There you have it. And this is as much a reminder for me as anyone. I need to get back to doing better at this. But thinking of it this way might help simplify things and help us all know where to put our biggest efforts. Here's to big success for all of us!

Sarah Allen
[Image source]

Wednesday, October 9, 2013

Dealing with Writerly Weaknesses

I've been thinking quite a bit about weakness lately.

We all have things that are naturally harder for us than other things, but sometimes serious weaknesses show up like a brick wall in the middle of the road. Like, very real handicaps and disabilities. That's not something we talk about very much, but I'm pretty sure basically everyone is directly affected in one way or another.

So I know this is a writing blog, and I realize I've been slow and relatively personal lately, and I hope that's okay. It's interesting, I feel like the past several weeks have been sort of the culmination of everything that has happened to me since I graduated college; been the real ringer. And that's actually a good thing, because I'm beginning to sense solid ground in a way I haven't since I graduated college, which includes a very solid look at my own weak areas. But again, good thing, because a person must have both solid ground and as solid a concept of themselves as possible to move forward as successfully and effectively as possible. I'm hoping that's what's been happening these last couple years, and these last several weeks particularly.

Anyway. Writing blog. So how does all this make a difference for us writers, is the question. In the general sense, moving forward with a solid grasp of ourselves and solid ground under our feet means our writing life. But I think we can make it more specific. Within the act of writing itself, we all have weaknesses. Mine is plot. I play with characters and scenarios for months before I get anywhere close to a story that can carry a novel. Maybe someone has the opposite weakness, where they constantly think of incredibly exciting stories, but have a hard time fleshing out the characters. Or maybe your weakness is setting, or dialog, or whatever. How do we deal with that?

Practice. One philosophy is to just practice until you get stronger. As pianists do scales, as ball players shoot hoops, so should we writers practice and practice until our weaknesses no longer hold us back. Find an example of someone who does what you're trying to do extremely well and learn from them.
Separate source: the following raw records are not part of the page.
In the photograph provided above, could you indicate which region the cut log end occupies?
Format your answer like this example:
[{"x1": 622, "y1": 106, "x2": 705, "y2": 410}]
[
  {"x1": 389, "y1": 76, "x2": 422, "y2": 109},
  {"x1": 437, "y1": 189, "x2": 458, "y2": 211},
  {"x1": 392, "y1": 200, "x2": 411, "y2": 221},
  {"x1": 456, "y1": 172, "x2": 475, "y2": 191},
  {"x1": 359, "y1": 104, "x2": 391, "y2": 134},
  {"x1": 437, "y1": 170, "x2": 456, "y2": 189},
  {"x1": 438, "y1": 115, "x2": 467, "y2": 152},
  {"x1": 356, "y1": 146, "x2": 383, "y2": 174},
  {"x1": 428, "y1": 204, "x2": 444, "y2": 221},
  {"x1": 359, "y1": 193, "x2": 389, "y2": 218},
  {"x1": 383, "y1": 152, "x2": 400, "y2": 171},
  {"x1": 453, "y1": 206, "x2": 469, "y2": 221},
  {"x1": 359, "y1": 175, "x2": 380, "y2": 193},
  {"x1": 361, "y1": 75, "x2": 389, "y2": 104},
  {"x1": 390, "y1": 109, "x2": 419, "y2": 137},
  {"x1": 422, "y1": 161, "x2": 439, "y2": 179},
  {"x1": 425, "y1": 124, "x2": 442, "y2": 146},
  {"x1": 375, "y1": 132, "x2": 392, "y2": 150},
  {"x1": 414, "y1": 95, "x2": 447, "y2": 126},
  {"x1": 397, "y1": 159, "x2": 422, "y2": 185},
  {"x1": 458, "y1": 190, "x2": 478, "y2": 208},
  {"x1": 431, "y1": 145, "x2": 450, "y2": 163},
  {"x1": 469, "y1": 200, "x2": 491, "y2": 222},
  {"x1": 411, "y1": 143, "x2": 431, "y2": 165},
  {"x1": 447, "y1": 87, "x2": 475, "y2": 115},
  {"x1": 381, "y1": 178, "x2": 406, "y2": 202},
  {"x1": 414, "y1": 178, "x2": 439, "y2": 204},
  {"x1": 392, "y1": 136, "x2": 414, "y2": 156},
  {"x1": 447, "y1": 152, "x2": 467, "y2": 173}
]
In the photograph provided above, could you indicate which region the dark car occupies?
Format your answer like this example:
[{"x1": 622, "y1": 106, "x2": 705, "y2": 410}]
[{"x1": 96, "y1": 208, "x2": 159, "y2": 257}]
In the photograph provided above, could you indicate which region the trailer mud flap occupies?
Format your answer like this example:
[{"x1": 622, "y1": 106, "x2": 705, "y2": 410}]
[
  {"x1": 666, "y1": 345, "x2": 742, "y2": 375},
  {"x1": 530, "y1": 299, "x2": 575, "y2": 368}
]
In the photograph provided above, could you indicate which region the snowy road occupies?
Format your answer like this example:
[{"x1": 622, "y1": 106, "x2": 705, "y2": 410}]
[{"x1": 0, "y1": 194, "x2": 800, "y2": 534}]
Focus on your strengths. Maybe the weak spots don't matter. Shaq succeeded in the NBA without being able to shoot free throws worth anything. Didn't matter, because he was valuable for other reasons. Maybe sometimes I'll work and work until I get an exciting plot, maybe sometimes I'll just let the characters lead the story slowly forward and see what happens.
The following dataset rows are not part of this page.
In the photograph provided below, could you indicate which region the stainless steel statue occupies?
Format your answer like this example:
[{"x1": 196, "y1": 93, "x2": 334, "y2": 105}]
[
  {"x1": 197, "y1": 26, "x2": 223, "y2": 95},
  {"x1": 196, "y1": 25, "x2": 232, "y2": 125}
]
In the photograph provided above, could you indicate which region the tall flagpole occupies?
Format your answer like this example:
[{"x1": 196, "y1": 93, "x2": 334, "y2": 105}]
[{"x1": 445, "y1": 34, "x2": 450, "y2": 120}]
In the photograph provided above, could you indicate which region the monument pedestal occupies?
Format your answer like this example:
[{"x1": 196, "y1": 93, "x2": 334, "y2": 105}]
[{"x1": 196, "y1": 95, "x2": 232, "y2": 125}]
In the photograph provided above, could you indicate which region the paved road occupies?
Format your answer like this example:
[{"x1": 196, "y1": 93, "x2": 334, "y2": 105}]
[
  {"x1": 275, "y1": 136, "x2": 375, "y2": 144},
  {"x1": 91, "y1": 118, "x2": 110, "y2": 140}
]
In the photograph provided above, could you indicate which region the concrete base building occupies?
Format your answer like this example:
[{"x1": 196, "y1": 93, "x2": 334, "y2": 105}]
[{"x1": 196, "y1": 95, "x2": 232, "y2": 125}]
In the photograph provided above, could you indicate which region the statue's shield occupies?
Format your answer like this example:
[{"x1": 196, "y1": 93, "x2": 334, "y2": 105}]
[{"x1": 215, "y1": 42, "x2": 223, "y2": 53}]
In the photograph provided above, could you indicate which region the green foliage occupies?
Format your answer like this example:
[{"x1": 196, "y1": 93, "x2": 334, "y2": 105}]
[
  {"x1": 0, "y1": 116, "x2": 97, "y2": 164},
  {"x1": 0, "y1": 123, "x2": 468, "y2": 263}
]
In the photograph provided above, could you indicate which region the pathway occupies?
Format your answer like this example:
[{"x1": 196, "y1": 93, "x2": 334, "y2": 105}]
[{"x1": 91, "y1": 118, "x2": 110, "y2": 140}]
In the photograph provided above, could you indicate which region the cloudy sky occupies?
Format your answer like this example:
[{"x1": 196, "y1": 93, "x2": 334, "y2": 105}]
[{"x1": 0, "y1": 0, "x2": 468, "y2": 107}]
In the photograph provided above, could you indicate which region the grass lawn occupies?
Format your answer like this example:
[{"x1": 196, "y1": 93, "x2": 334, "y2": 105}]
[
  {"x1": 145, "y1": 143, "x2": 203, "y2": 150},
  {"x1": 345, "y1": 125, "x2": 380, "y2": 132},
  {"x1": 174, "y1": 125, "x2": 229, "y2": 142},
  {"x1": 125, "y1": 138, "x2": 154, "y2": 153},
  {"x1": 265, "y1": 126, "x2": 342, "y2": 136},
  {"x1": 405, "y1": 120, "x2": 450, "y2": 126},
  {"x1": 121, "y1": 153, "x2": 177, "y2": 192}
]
Use your weaknesses. Sometimes we just need to step back and stop thinking of our weaknesses as weaknesses. Nobody has exactly our talent and ideas and perspective, weaknesses, strengths, and all. We are uniquely situated to give the world exactly what only we can give. I'm realizing lately that I'm just not able to do certain things. I'm just not. So I'm going to try and not beat myself up about it and instead focus on the fact that because I'm not doing these certain things, I can do other things which means different things will happen and work out and be wonderful anyway. Sorry, that's kind of abstract, but I guess I just mean that we are as we are and placed where we're placed for a reason. Don't wait to be someone else before you start giving the world whatever it is you can give.

Anyway, to be honest, there may be a little bit longer of slow pace and reflective type posts. I also know I've said that full speed is coming for what feels like a long time now, but I'm pretty certain I mean it this time. Just a few more things to get sorted out and then I'm hoping I'll be/feel more stable than I ever have, and more able to really DO THIS THING. In spite of, and because of, my weaknesses.